¡Yo Querio Taco Bell!

Yesterday was Taco Tuesday (or Tac Tue as I like to call it) and we wanted to support the economy by getting Taco Bell.

Since we live in a time that I’ve often dreamed of – where fast food is delivered straight to your door, that’s what we decided to do. We’re also taking social distancing very seriously and trying to prevent going out as much as possible.

Side note: I might be taking it a little too seriously because I haven’t stepped out of my house to breathe fresh air for 3 days straight. At one point I also didn’t shower or change my clothes for 2 days, so I can attest to the fact that doing so every day definitely heightens your mood.

We all gathered around PJ and excitedly told him our orders. He was about to hit send and exclaimed, “Holy shit! It comes to $72.00!”

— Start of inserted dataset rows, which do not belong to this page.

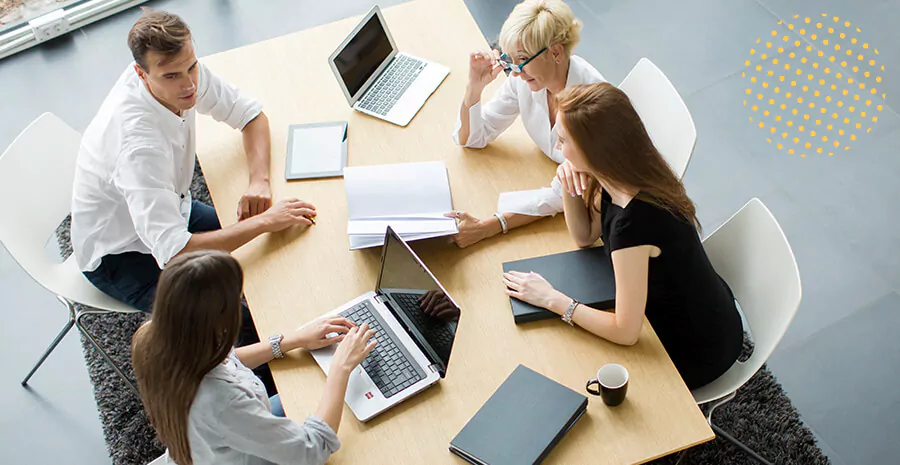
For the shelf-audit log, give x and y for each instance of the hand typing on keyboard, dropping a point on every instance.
(435, 304)
(321, 332)
(353, 349)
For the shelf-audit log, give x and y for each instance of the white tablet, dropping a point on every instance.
(317, 150)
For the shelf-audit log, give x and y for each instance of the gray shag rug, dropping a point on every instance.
(761, 416)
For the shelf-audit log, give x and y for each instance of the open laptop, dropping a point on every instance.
(377, 79)
(415, 322)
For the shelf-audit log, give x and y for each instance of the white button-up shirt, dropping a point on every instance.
(488, 121)
(134, 169)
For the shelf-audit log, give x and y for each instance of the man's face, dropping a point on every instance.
(172, 80)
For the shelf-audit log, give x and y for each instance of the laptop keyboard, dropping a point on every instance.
(389, 364)
(437, 334)
(390, 86)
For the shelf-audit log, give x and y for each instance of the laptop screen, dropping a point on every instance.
(363, 55)
(418, 301)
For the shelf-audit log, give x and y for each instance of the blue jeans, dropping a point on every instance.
(275, 406)
(131, 277)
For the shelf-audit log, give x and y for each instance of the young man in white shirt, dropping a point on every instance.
(132, 210)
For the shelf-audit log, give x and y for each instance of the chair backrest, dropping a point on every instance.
(663, 112)
(36, 176)
(751, 253)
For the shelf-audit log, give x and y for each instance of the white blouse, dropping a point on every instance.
(488, 121)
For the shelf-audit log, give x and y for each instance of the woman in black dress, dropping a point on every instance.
(620, 189)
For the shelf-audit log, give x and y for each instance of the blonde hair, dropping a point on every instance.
(535, 24)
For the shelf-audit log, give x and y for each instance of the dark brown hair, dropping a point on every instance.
(194, 325)
(605, 127)
(157, 31)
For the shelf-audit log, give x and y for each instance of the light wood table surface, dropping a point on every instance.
(294, 276)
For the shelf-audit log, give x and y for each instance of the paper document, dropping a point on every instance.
(410, 197)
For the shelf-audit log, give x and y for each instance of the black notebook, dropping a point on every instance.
(521, 422)
(585, 275)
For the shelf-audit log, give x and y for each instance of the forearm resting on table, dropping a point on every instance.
(601, 323)
(229, 238)
(580, 226)
(472, 97)
(332, 404)
(513, 220)
(257, 145)
(254, 355)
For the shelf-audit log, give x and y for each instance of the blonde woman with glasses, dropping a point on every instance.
(538, 39)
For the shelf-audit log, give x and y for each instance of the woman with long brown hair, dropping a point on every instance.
(635, 203)
(198, 390)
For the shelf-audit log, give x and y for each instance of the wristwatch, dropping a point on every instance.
(503, 226)
(275, 342)
(570, 311)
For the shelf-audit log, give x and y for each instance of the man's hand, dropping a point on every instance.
(256, 200)
(471, 229)
(287, 213)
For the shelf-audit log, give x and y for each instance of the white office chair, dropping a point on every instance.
(663, 112)
(751, 253)
(36, 176)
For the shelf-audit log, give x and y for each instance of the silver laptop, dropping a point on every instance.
(377, 79)
(415, 323)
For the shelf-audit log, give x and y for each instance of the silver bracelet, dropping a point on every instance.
(275, 342)
(570, 312)
(503, 225)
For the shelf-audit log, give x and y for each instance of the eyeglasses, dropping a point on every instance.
(510, 67)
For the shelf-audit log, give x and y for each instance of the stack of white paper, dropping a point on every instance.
(410, 197)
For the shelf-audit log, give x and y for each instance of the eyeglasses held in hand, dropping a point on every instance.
(510, 67)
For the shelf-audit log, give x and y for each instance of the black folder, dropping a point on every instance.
(585, 275)
(521, 422)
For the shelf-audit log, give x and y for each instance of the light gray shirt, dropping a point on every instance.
(230, 423)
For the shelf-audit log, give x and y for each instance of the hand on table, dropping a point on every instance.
(287, 213)
(531, 288)
(314, 335)
(574, 182)
(471, 229)
(257, 199)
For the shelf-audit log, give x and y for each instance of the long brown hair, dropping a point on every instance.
(605, 127)
(194, 325)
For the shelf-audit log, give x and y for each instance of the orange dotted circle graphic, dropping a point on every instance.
(814, 87)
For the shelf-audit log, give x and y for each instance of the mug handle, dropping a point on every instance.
(588, 387)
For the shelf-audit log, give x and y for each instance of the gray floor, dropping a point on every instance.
(837, 211)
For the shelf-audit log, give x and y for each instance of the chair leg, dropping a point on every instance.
(103, 353)
(721, 433)
(55, 342)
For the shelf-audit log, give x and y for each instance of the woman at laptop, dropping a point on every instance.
(198, 390)
(649, 226)
(538, 38)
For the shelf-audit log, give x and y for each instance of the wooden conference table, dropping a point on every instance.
(294, 276)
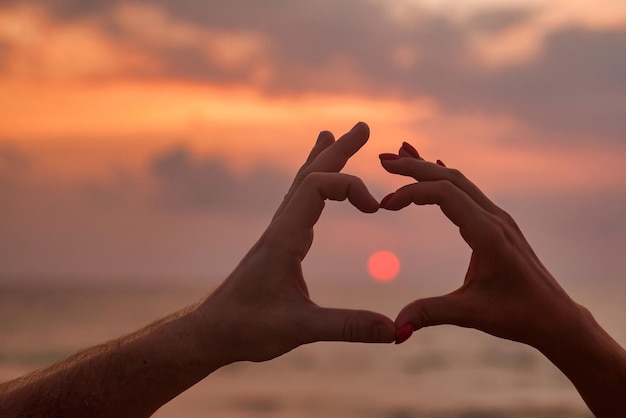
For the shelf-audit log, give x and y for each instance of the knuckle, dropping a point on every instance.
(351, 330)
(456, 174)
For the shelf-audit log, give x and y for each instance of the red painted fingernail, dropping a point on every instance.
(404, 333)
(385, 200)
(387, 156)
(410, 149)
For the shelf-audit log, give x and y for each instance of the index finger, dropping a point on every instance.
(328, 155)
(427, 171)
(305, 208)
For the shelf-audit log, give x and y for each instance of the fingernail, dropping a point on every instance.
(387, 156)
(404, 333)
(410, 149)
(320, 136)
(385, 200)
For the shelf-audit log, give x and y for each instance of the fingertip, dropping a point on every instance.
(362, 128)
(386, 156)
(403, 333)
(410, 149)
(384, 332)
(325, 138)
(385, 200)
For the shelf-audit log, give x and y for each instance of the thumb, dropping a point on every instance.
(449, 309)
(331, 324)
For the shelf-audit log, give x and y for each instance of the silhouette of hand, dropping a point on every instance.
(263, 309)
(507, 291)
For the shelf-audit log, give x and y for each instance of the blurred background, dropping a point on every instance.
(145, 145)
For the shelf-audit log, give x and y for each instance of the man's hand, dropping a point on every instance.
(263, 309)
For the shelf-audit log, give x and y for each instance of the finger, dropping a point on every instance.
(451, 309)
(332, 324)
(328, 155)
(324, 140)
(305, 208)
(408, 150)
(426, 171)
(335, 157)
(475, 223)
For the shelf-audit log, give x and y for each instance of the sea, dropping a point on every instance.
(441, 372)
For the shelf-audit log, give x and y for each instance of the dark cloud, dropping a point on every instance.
(573, 90)
(189, 182)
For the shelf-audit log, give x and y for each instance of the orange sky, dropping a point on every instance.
(84, 102)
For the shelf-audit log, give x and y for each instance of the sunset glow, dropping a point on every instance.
(117, 109)
(383, 265)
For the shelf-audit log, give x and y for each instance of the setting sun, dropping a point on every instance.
(383, 265)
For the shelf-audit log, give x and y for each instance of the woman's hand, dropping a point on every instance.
(507, 292)
(263, 309)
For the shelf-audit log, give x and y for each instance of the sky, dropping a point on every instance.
(151, 141)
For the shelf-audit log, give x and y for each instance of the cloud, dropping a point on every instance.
(188, 182)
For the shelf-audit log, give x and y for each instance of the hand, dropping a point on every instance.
(263, 309)
(507, 291)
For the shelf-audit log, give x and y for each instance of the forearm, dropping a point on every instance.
(593, 361)
(130, 376)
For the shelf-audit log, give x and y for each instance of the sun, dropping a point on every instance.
(383, 265)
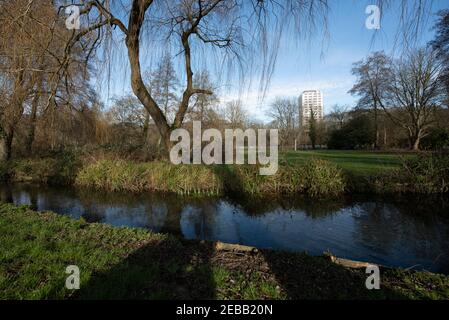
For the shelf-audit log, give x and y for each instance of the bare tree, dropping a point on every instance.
(285, 113)
(235, 115)
(339, 115)
(233, 30)
(163, 86)
(441, 46)
(202, 104)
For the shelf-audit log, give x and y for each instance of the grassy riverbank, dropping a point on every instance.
(314, 173)
(36, 248)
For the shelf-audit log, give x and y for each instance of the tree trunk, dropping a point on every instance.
(416, 144)
(32, 129)
(132, 43)
(3, 153)
(6, 138)
(376, 127)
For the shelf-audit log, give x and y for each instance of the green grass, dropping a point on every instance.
(354, 162)
(36, 248)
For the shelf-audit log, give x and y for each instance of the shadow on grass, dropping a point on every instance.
(159, 270)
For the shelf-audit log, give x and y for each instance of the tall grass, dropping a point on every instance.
(120, 175)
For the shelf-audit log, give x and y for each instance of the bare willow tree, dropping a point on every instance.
(237, 35)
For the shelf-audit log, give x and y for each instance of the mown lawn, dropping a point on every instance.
(36, 248)
(355, 162)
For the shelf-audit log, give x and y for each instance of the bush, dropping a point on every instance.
(427, 173)
(320, 177)
(356, 134)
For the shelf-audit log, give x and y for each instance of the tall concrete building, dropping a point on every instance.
(310, 101)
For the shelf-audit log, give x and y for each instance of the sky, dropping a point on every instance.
(323, 63)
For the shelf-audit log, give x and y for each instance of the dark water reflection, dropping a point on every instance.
(401, 231)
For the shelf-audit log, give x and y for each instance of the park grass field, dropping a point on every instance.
(353, 162)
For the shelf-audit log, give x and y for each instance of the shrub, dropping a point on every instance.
(427, 173)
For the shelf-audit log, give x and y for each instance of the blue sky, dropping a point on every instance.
(324, 63)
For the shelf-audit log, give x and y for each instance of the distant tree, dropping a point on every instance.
(437, 139)
(339, 115)
(373, 78)
(441, 46)
(128, 110)
(416, 90)
(235, 115)
(313, 134)
(284, 113)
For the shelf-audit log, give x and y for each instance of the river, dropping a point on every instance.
(401, 231)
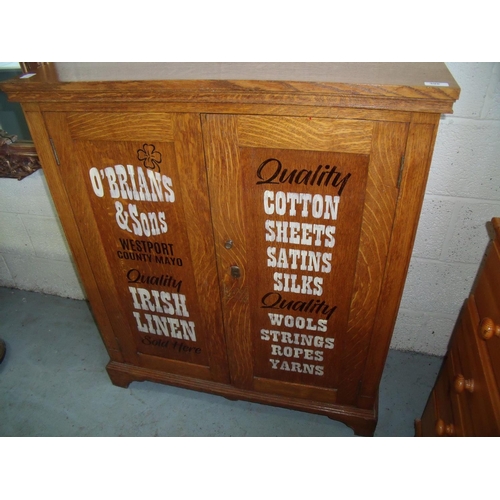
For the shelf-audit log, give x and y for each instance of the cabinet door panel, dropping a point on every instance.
(307, 205)
(141, 201)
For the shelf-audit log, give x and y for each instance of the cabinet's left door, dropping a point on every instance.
(136, 183)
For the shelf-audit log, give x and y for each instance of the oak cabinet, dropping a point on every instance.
(465, 400)
(242, 229)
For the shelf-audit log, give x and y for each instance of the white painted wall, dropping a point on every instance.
(463, 193)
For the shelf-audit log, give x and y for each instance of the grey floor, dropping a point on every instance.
(53, 383)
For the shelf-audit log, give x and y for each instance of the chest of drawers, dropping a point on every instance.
(466, 400)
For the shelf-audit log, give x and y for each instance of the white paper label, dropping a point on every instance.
(437, 84)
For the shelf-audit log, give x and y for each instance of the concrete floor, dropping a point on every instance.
(53, 383)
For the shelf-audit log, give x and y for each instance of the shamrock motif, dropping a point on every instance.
(150, 158)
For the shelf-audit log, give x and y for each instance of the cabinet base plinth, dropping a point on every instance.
(361, 421)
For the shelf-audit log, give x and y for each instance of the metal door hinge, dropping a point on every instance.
(54, 150)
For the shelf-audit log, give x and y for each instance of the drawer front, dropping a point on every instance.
(446, 422)
(487, 298)
(482, 401)
(459, 386)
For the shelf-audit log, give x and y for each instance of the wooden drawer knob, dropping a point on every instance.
(461, 384)
(488, 328)
(443, 429)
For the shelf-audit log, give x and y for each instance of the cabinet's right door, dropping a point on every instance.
(303, 210)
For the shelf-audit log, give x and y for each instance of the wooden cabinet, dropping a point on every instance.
(466, 399)
(242, 229)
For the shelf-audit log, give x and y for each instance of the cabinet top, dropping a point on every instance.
(427, 87)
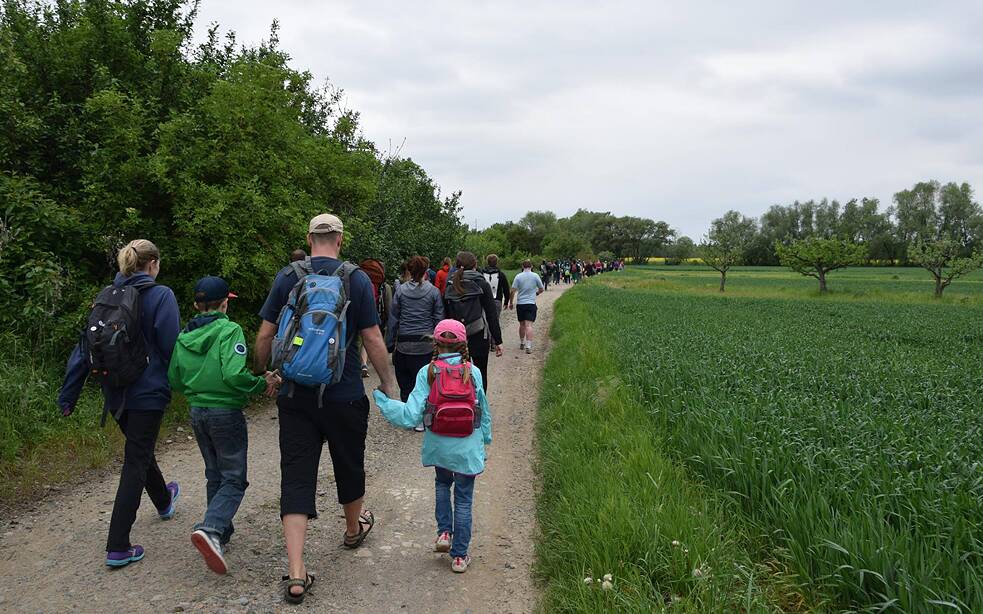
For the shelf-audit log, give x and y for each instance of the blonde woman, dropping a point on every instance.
(127, 344)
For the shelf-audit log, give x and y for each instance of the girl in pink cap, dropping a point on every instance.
(450, 401)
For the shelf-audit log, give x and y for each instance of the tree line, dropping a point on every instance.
(116, 125)
(937, 227)
(585, 234)
(933, 225)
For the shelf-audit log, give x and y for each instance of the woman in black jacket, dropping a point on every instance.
(469, 299)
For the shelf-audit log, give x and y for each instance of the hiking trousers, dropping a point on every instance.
(140, 472)
(479, 347)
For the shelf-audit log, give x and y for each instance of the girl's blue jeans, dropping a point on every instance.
(455, 519)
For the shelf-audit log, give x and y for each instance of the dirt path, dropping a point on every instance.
(51, 557)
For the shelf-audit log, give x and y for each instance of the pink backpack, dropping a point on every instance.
(452, 408)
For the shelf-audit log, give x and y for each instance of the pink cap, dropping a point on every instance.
(450, 328)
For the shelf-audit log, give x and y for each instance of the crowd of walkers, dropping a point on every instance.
(429, 336)
(574, 270)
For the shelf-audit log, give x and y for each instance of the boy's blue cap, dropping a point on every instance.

Now I love Taco Bell so much that they’re the ones sending me the most emails telling me it’s all going to be ok (not kidding), but I’m not paying $72.00 for a run to the border.

It turns out that taxes and the delivery fee almost doubled the price. So after some muttering and cursing, PJ scrapped the website order and went to the drive-thru.

He said the lady laughed at him in the middle of ordering because it was so long 😂

Because my diet has truly gone to hell in a hand-basket, I ordered the veggie crunch wrap, the spicy potato wrap, a bean & rice burrito, and nachos with cheese.

I’m not a vegetarian but I’ve never eaten their beef because Lol always proclaimed it can’t be real chop meat (what Long Islanders call ground beef) because it could never be ground up as finely as it is. I don’t know if that’s true but it does make me want to avoid it 🤢

I inhaled my meal so fast that I caught my oldest looking at me like, ‘Have some manners, woman!!!’ (And he eats like a damn caveman.) I must have a stomach of steel because everyone always jokes that Taco Bell makes them have to *ahem* use the bathroom afterwards. Not me! 🏆 🙌 👏

Everyone’s joking about what we’re all going to look like when this is over. It’s not even a full month in and here’s my rundown:

An inch of grey roots; pasty, vitamin D-deficient skin; weak, dry, nails from having removed my SNS manicure, and Body By Taco Bell.

If I let my facial hair go, I’ll be able to play Santa by December!